Orchard Therapeutics announced the company has entered into two worldwide royalty-bearing license agreements with GlaxoSmithKline (GSK) for use of their proprietary lentiviral stable cell line technology (LV-SCLT) for Orchard’s investigational hematopoietic stem cell gene therapies for Wiskott Aldrich syndrome (OTL-103 for WAS) and transfusion-dependent beta thalassemia (OTL-300 for TDT).

“Utilization of a stable cell line provides an opportunity to generate lentiviral vector of consistently high titer and eliminates the need to purchase plasmids prior to the production of each viral vector batch, providing more efficient production processes and shorter lead times,” said Bobby Gaspar, M.D., Ph.D., chief executive officer of Orchard. “By increasing the efficiency of the vector manufacturing process, this technology can provide a key competitive advantage and supports our focus on manufacturing innovations that enable commercial scalability.”

The LV-SCLT permanently and stably enables all the lentiviral vector components to be introduced into a cell line in one step. Selection and expansion of a resulting clonal producer line in either suspension or adherent culture can deliver consistent levels of high titer lentiviral production comparable to those seen using conventional methods. An overview of this technology, co-authored by Orchard and GSK scientists, was presented at the European Society of Gene & Cell Therapy (ESGCT) Annual Congress in October 2019 using work done in the OTL-300 program for TDT. Under the licenses, GSK has granted patents and pending patent applications related to its LV-SCLT.

Orchard plans to submit a biologics license application (BLA) and marketing authorization application (MAA) for OTL-103 for the treatment of WAS in the U.S. and EU, respectively, in 2021.
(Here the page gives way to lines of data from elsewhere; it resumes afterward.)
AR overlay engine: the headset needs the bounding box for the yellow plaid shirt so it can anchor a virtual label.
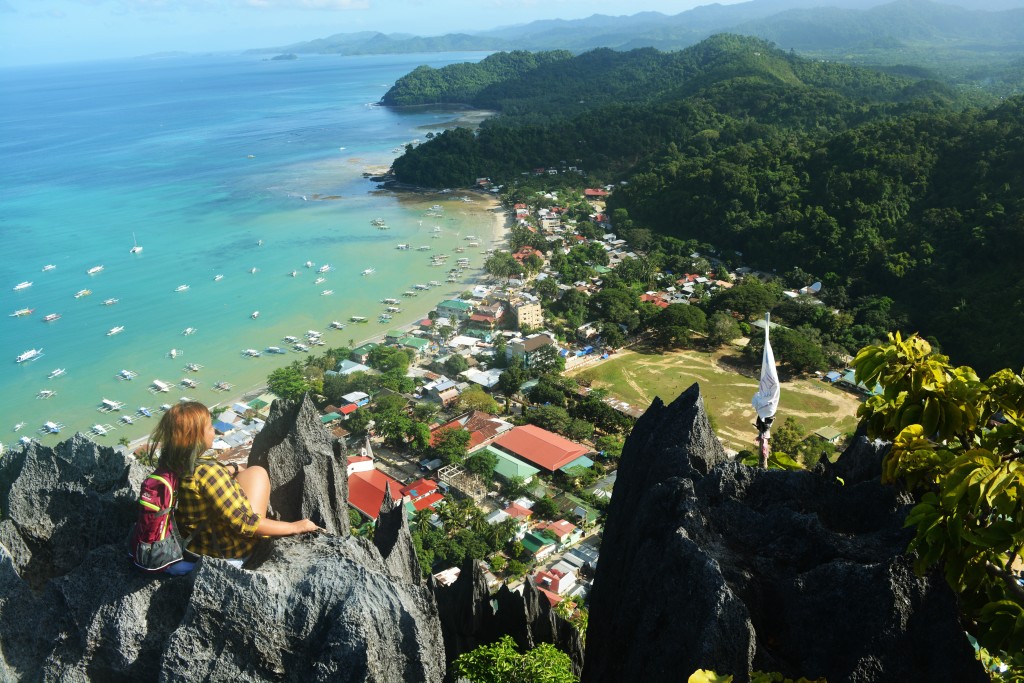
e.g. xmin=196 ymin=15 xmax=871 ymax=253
xmin=174 ymin=462 xmax=260 ymax=558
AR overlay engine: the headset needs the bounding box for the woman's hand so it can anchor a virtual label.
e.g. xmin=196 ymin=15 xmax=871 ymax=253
xmin=291 ymin=519 xmax=324 ymax=536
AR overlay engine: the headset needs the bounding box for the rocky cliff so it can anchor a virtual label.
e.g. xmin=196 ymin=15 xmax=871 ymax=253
xmin=583 ymin=384 xmax=987 ymax=683
xmin=0 ymin=399 xmax=582 ymax=683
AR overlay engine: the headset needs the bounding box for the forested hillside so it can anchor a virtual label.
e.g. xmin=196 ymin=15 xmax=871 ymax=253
xmin=394 ymin=36 xmax=1024 ymax=373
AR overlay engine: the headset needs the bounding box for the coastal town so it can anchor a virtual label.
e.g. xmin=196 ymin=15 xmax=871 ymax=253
xmin=112 ymin=178 xmax=865 ymax=622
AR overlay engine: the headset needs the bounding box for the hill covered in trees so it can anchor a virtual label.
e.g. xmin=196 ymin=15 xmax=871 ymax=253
xmin=393 ymin=36 xmax=1024 ymax=372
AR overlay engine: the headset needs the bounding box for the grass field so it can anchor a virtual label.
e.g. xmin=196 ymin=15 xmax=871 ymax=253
xmin=570 ymin=350 xmax=860 ymax=451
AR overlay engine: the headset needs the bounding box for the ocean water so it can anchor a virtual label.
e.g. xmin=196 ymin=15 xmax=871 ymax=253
xmin=0 ymin=53 xmax=494 ymax=444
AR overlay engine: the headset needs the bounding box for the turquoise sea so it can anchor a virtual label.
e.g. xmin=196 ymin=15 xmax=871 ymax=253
xmin=0 ymin=53 xmax=495 ymax=444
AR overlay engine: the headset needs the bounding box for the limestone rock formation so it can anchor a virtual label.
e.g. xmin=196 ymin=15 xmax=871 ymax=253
xmin=0 ymin=397 xmax=446 ymax=683
xmin=583 ymin=384 xmax=986 ymax=683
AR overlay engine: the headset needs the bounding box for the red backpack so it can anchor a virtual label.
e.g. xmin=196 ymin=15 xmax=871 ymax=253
xmin=128 ymin=470 xmax=187 ymax=571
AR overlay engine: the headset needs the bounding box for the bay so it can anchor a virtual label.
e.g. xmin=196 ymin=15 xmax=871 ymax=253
xmin=0 ymin=53 xmax=501 ymax=443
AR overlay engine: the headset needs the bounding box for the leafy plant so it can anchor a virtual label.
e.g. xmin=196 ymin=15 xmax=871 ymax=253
xmin=853 ymin=333 xmax=1024 ymax=668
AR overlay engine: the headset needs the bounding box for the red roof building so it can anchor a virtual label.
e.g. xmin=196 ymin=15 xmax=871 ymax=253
xmin=348 ymin=469 xmax=402 ymax=521
xmin=495 ymin=425 xmax=590 ymax=472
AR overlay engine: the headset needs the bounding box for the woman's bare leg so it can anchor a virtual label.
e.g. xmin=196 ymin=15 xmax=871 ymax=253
xmin=234 ymin=465 xmax=270 ymax=517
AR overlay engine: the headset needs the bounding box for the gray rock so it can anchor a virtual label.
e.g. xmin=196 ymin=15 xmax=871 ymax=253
xmin=583 ymin=385 xmax=985 ymax=683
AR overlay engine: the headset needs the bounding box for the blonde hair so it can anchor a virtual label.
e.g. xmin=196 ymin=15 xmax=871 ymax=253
xmin=150 ymin=400 xmax=211 ymax=478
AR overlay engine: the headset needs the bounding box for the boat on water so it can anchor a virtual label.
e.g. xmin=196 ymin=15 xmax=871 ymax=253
xmin=14 ymin=348 xmax=43 ymax=362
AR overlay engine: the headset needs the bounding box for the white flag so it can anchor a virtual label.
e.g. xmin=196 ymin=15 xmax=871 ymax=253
xmin=751 ymin=314 xmax=779 ymax=420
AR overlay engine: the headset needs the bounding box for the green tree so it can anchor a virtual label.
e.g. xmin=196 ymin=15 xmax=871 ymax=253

The terms of the license are not expected to have a material impact on Orchard’s financial position or near-term cash needs.

OTL-103 is an ex vivo autologous hematopoietic stem cell gene therapy in development for the treatment of Wiskott Aldrich syndrome (WAS). WAS is a life-threatening inherited immune disorder that primarily affects males and is characterized by recurrent and severe infections, autoimmunity, eczema and severe bleeding episodes. It is caused by a mutation in the gene that produces the WAS protein, which results in abnormal function of white blood cells and low platelets. Without treatment, the median survival for children born with WAS is 14 years of age. The global incidence of WAS is estimated to be about one in every 100,000 male births per year.